The App is the application ID from the azure app you created. the tenant ID is also the tenant ID of the azure app you created. Remember, I stated to keep the secret key value. This is where you will use it. Place it in the Secure Password area. Next, we need to convert this information into a secure object.

$SecuredPasswordPassword = ConvertTo-SecureString -String $SecuredPassword -AsPlainText -Force
$ClientSecretCredential = New-Object -TypeName System.Management.Automation.PSCredential -ArgumentList $AppID, $SecuredPasswordPassword

Now, we need to convert the plain text to a secure string. We do this with the convertto-securestring command. We enter the string and force it with the force tag. Once we have done that, we want to create a credential object.

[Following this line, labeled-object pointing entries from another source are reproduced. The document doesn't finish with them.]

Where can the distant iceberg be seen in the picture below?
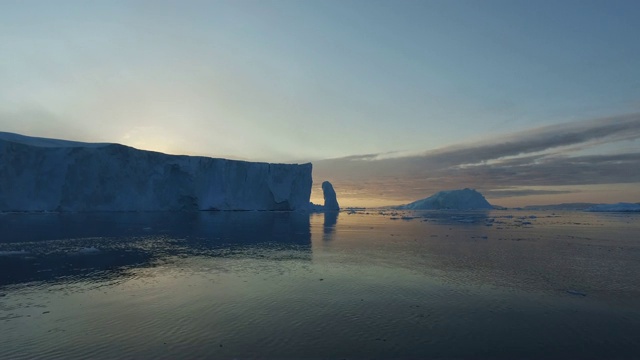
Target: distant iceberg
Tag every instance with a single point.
(618, 207)
(465, 199)
(38, 174)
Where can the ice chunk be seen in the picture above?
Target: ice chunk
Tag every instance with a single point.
(330, 199)
(89, 250)
(618, 207)
(13, 253)
(465, 199)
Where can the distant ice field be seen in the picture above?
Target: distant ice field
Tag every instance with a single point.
(359, 284)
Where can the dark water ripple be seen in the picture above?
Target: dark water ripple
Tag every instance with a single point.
(213, 285)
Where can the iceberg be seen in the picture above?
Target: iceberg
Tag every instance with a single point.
(465, 199)
(38, 174)
(330, 199)
(618, 207)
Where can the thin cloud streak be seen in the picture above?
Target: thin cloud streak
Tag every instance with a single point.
(547, 156)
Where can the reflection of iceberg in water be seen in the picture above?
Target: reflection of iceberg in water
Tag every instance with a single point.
(51, 247)
(329, 226)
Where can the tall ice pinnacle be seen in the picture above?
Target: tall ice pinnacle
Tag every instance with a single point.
(330, 201)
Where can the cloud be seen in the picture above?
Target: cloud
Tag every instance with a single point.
(555, 155)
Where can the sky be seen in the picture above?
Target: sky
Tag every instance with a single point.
(529, 102)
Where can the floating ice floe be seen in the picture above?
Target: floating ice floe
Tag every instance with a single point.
(618, 207)
(465, 199)
(13, 253)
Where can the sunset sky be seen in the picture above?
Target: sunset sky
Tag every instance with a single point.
(530, 102)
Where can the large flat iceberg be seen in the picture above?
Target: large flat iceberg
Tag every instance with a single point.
(465, 199)
(618, 207)
(39, 174)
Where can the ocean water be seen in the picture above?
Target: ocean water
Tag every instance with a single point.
(367, 284)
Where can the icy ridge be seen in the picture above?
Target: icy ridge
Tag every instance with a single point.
(55, 175)
(465, 199)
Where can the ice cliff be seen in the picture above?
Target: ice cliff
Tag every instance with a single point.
(465, 199)
(39, 174)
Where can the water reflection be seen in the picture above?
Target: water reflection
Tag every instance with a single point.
(51, 247)
(329, 227)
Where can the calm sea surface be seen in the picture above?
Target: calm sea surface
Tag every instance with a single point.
(499, 284)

We use the new-object command to create an automation pscredential object. We feed it the appID and the password we created above. This gives us the ps object that we will use for the next part.

Connect-MgGraph -TenantId $tenantID -ClientSecretCredential $ClientSecretCredential

Using the connect-mggraph command we connect to our tenant and pass the app id and password as a single object. This will connect us directly to Graph API. Later we will run this script through the task scheduler. The remainder of the script will stay the same. Finally, we supply the email addresses. Automating with Graph API couldn’t be easier. So Enjoy!